Tips on Including Nectarine in Meal
Nectarines are a great snack and can be added to smoothies or other fruit-based drinks for a nutritious breakfast. You can also incorporate them into salads or desserts. They are sweet and crunchy, so they work well with other fruits and vegetables, such as arugula, figs, feta cheese, and a drizzle of honey.

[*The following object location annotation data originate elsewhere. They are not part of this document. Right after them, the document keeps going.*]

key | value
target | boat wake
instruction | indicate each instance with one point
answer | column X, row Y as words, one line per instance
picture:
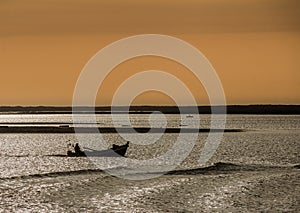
column 217, row 168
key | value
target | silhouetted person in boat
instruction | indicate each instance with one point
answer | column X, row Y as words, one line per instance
column 121, row 150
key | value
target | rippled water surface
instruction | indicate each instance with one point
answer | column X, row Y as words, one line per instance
column 252, row 170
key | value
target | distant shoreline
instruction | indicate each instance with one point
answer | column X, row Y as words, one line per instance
column 231, row 109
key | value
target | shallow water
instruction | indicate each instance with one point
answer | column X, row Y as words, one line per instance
column 257, row 173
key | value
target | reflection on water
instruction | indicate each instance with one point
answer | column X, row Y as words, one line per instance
column 258, row 174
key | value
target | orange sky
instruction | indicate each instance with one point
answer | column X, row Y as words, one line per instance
column 254, row 46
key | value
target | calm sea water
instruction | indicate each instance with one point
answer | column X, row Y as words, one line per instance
column 253, row 170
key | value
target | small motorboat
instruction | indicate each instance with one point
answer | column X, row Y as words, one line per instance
column 115, row 151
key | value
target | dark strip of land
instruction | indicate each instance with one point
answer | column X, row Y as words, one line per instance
column 51, row 129
column 231, row 109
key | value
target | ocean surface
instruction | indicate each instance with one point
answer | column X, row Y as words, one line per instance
column 256, row 169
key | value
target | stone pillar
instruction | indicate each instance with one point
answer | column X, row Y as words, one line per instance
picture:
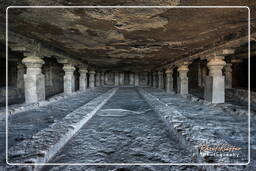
column 116, row 78
column 83, row 78
column 182, row 81
column 204, row 75
column 199, row 75
column 149, row 79
column 228, row 75
column 169, row 80
column 215, row 83
column 160, row 80
column 102, row 78
column 69, row 79
column 136, row 79
column 20, row 78
column 34, row 79
column 91, row 79
column 121, row 78
column 131, row 78
column 155, row 80
column 97, row 82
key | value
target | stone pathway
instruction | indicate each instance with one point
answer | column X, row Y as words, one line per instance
column 125, row 130
column 23, row 125
column 229, row 127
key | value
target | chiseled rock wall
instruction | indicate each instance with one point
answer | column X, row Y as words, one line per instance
column 241, row 94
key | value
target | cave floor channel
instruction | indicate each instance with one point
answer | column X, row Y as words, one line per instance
column 124, row 130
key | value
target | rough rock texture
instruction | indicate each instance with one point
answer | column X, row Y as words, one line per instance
column 44, row 145
column 129, row 39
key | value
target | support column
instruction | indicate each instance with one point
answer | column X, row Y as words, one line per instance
column 169, row 80
column 136, row 79
column 97, row 82
column 131, row 78
column 149, row 79
column 116, row 78
column 69, row 79
column 34, row 79
column 160, row 80
column 199, row 74
column 182, row 81
column 83, row 78
column 204, row 75
column 214, row 91
column 228, row 75
column 155, row 80
column 102, row 78
column 20, row 78
column 121, row 78
column 91, row 79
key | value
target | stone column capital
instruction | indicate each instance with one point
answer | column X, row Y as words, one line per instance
column 33, row 62
column 92, row 72
column 169, row 71
column 160, row 73
column 216, row 65
column 69, row 67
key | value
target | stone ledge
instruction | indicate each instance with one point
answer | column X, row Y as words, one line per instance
column 230, row 108
column 186, row 129
column 17, row 108
column 46, row 143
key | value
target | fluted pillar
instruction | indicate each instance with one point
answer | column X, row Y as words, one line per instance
column 215, row 81
column 20, row 78
column 102, row 78
column 131, row 78
column 160, row 80
column 155, row 85
column 182, row 81
column 228, row 75
column 83, row 78
column 136, row 79
column 97, row 76
column 121, row 78
column 34, row 80
column 169, row 80
column 91, row 79
column 116, row 78
column 69, row 79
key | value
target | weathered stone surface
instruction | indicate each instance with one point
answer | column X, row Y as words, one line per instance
column 37, row 150
column 186, row 125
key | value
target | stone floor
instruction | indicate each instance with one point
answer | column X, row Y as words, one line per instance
column 127, row 130
column 24, row 124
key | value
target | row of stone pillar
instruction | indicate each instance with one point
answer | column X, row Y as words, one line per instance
column 34, row 80
column 215, row 82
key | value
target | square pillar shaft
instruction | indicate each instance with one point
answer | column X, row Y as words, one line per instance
column 116, row 78
column 215, row 83
column 69, row 80
column 182, row 81
column 83, row 79
column 160, row 80
column 169, row 80
column 136, row 79
column 34, row 80
column 91, row 79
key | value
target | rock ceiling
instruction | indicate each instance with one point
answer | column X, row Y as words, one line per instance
column 131, row 38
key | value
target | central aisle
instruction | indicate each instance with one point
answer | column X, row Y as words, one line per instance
column 125, row 130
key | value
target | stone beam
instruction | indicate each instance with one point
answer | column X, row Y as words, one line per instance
column 18, row 42
column 219, row 49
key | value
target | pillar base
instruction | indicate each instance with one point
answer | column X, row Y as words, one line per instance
column 214, row 91
column 34, row 88
column 182, row 86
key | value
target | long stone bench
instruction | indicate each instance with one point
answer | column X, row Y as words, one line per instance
column 34, row 153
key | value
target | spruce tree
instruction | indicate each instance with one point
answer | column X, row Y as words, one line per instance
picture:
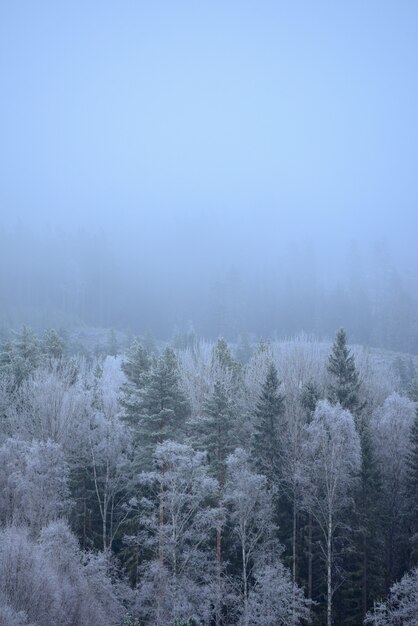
column 214, row 431
column 341, row 366
column 136, row 368
column 268, row 426
column 163, row 404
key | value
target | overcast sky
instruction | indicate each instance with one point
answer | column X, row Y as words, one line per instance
column 242, row 120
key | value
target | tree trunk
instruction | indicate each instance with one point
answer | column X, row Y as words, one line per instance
column 244, row 582
column 218, row 567
column 329, row 580
column 310, row 557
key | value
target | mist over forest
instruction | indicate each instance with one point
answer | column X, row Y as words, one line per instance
column 208, row 313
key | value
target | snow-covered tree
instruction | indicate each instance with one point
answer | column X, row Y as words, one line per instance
column 391, row 427
column 251, row 514
column 33, row 483
column 179, row 521
column 274, row 599
column 332, row 460
column 401, row 607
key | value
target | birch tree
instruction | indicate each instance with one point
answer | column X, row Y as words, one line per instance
column 332, row 460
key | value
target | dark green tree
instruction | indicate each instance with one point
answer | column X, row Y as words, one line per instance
column 163, row 404
column 364, row 575
column 345, row 385
column 214, row 431
column 268, row 427
column 136, row 367
column 53, row 345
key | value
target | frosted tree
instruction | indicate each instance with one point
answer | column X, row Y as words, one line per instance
column 251, row 515
column 179, row 521
column 20, row 356
column 33, row 483
column 401, row 606
column 267, row 441
column 48, row 581
column 412, row 489
column 49, row 405
column 332, row 460
column 111, row 463
column 274, row 599
column 391, row 427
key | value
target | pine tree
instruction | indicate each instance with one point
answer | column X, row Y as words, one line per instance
column 363, row 560
column 136, row 367
column 268, row 426
column 341, row 366
column 163, row 404
column 214, row 430
column 53, row 345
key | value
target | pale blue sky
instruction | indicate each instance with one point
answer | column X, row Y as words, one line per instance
column 251, row 117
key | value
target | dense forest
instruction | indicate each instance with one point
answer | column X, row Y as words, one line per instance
column 199, row 483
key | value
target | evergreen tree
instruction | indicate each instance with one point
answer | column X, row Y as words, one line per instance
column 136, row 367
column 53, row 345
column 214, row 430
column 341, row 366
column 163, row 404
column 363, row 559
column 223, row 364
column 268, row 426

Another tasty way to include nectarines is to make a salsa with them. Combine diced nectarines with red onion, cilantro, lime juice, and chili for a fresh and healthy lunch side dish or snack. Or, try a marinated chicken and nectarine recipe. The fruity sweetness of nectarines pairs perfectly with the savory taste of basil and chicken, making this a tasty and easy summer meal for the whole family.
You can also enjoy nectarines baked in the oven. Wash and slice them, then bake them with a sprinkle of nutmeg, cinnamon, and a drizzle of honey. This makes a delicious dessert or snack high in fiber and low in calories.
When shopping for nectarines, look for ones that are firm to the touch and have no bruises or green spots. If they aren’t ripe, put them in a paper bag with a banana or apple to produce ethylene and speed up the softening process. Frozen nectarine can be a good substitute for fresh ones if you can't purchase them in season.